Indonesia Energy Corporation, an oil and gas exploration and production company focused on Indonesia, announced its financial results for the six months ended June 30, 2020.
The COVID-19 pandemic has caused global social and economic disruption, including significantly affecting oil and gas companies worldwide. IEC's financial and operational results for the six months ended June 30, 2020 reflects the effect of the COVID-19 pandemic and significant reductions in oil and gas prices. While IEC's previously announced planned new drilling in IEC's production asset (called Kruh Block) has been delayed, IEC still expects to commence the first new well drilling in Kruh before the end of this calendar year, and to continue new drilling over the next few years, with a total of 18 new wells anticipated. This activity is expected to significantly increase oil production and cash flow for IEC.
Total oil production by IEC from its production asset Kruh Block for the six months ended June 30, 2020 was 36,608 barrels, a natural decline of 10,642 barrels for the same period in 2019 due to the decrease in reservoir pressure during the primary production phase for the four existing wells in the block. Revenues were $1.02 million for the six months ended June 30, 2020, a decrease of $1.18 million. This decline was due to a significant drop in the price for crude oil realized by IEC and to the decline in production. The crude oil price realized by IEC from its production decreased approximately 40% from an average price of $62.70 per barrel for the six months ended June 30, 2019 to $37.41 per barrel for the same period in 2020.
Commenting on IEC's results of operations, Mr. Frank Ingriselli, IEC's President commented "Because of our company's strong cash balance and our low cost of production, we have continued producing in our existing Kruh wells and believe we have thus been able weather the unprecedented global economic and health crisis. This paves the way for our planned drilling of new production wells at Kruh, which has the potential to significantly increase our production and cash flow. Also, our drilling operations are expected to decrease production costs to below $20.00 per barrel. All these factors should contribute to our near and long-term goal of maximizing production from the Kruh Block and augmenting shareholder value."
Commenting on IEC's production, new drilling and exploration activities, Dr. Charlie Wu, IEC's Chief Operating Officer, commented "The COVID-19 pandemic and prolonged Indonesian government slow down on work activity have delayed the preparation of our previously announced Kruh drilling program. We have updated our drilling schedule and we plan to drill 1 well before the end of 2020, 4 wells in 2021, 6 wells in 2022 and 7 wells in 2023, for a total of 18 new wells over four years. While we have been delayed somewhat in our Kruh drilling schedule due to circumstances for the most part beyond our control, overall, we do not expect this to have a significant impact on our project well economics in the future".
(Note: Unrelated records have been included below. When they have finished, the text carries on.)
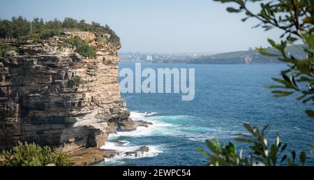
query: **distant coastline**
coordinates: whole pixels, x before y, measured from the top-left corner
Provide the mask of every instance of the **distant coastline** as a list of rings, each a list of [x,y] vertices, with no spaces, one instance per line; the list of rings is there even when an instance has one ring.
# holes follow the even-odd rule
[[[306,57],[301,45],[287,47],[287,55],[297,59]],[[275,50],[267,47],[269,53],[276,54]],[[248,51],[235,51],[214,54],[208,53],[168,53],[151,54],[126,52],[119,54],[121,61],[125,62],[149,62],[155,63],[199,63],[199,64],[271,64],[282,63],[278,57],[268,57],[261,54],[252,48]]]

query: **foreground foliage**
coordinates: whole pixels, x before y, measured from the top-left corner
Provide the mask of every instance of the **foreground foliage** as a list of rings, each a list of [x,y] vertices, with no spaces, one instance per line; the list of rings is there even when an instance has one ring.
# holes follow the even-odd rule
[[[298,157],[294,151],[291,152],[291,155],[285,154],[287,145],[283,144],[279,137],[277,137],[274,144],[269,142],[266,137],[267,126],[261,131],[257,127],[251,127],[249,123],[244,123],[244,126],[250,134],[237,134],[235,140],[248,144],[250,149],[248,155],[244,156],[242,149],[238,153],[232,142],[220,146],[217,140],[207,140],[209,151],[202,149],[198,149],[197,151],[208,157],[208,165],[296,166],[297,159],[301,165],[305,165],[307,157],[304,151],[301,152]]]
[[[43,148],[35,143],[18,144],[0,154],[1,166],[45,166],[54,164],[57,166],[71,165],[67,155],[49,147]]]

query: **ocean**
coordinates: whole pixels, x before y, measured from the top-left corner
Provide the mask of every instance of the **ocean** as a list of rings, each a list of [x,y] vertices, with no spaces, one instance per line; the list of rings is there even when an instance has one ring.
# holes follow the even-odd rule
[[[182,101],[180,93],[122,93],[131,117],[154,125],[110,135],[102,148],[125,152],[147,145],[150,150],[140,157],[122,153],[98,165],[205,165],[207,158],[196,149],[206,149],[207,139],[217,138],[220,144],[234,141],[234,134],[245,133],[244,122],[268,124],[269,142],[279,135],[287,143],[287,151],[305,150],[311,156],[314,120],[304,113],[311,105],[297,101],[296,96],[274,98],[267,88],[286,65],[146,63],[142,67],[195,68],[195,98]],[[124,68],[134,70],[135,63],[120,63],[119,68]]]

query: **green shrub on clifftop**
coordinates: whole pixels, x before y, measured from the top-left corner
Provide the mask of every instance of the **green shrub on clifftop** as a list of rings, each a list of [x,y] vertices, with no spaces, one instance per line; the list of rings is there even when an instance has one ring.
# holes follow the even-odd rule
[[[45,166],[49,164],[68,166],[71,163],[66,153],[52,150],[49,147],[42,148],[33,142],[19,142],[17,146],[0,154],[0,166]]]

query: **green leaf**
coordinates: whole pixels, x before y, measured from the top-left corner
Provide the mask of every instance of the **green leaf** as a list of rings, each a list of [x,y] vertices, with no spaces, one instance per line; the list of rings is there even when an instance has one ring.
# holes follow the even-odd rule
[[[271,93],[275,93],[275,97],[284,97],[292,94],[293,91],[272,91]]]
[[[227,8],[227,10],[229,13],[239,13],[239,10],[235,9],[235,8],[232,8],[232,7]]]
Dr. Wu further commented: "In addition, our work and strategy for our large exploration block Citarum remains ongoing. We are currently processing environmental permits for conducting two-dimensional seismic data. We are also working with the Indonesian government in implementing a relatively new technology in Indonesia for collecting seismic data, the use vibroseis, which we plan to test in the eastern part of the Citarum block in the fourth quarter of 2020."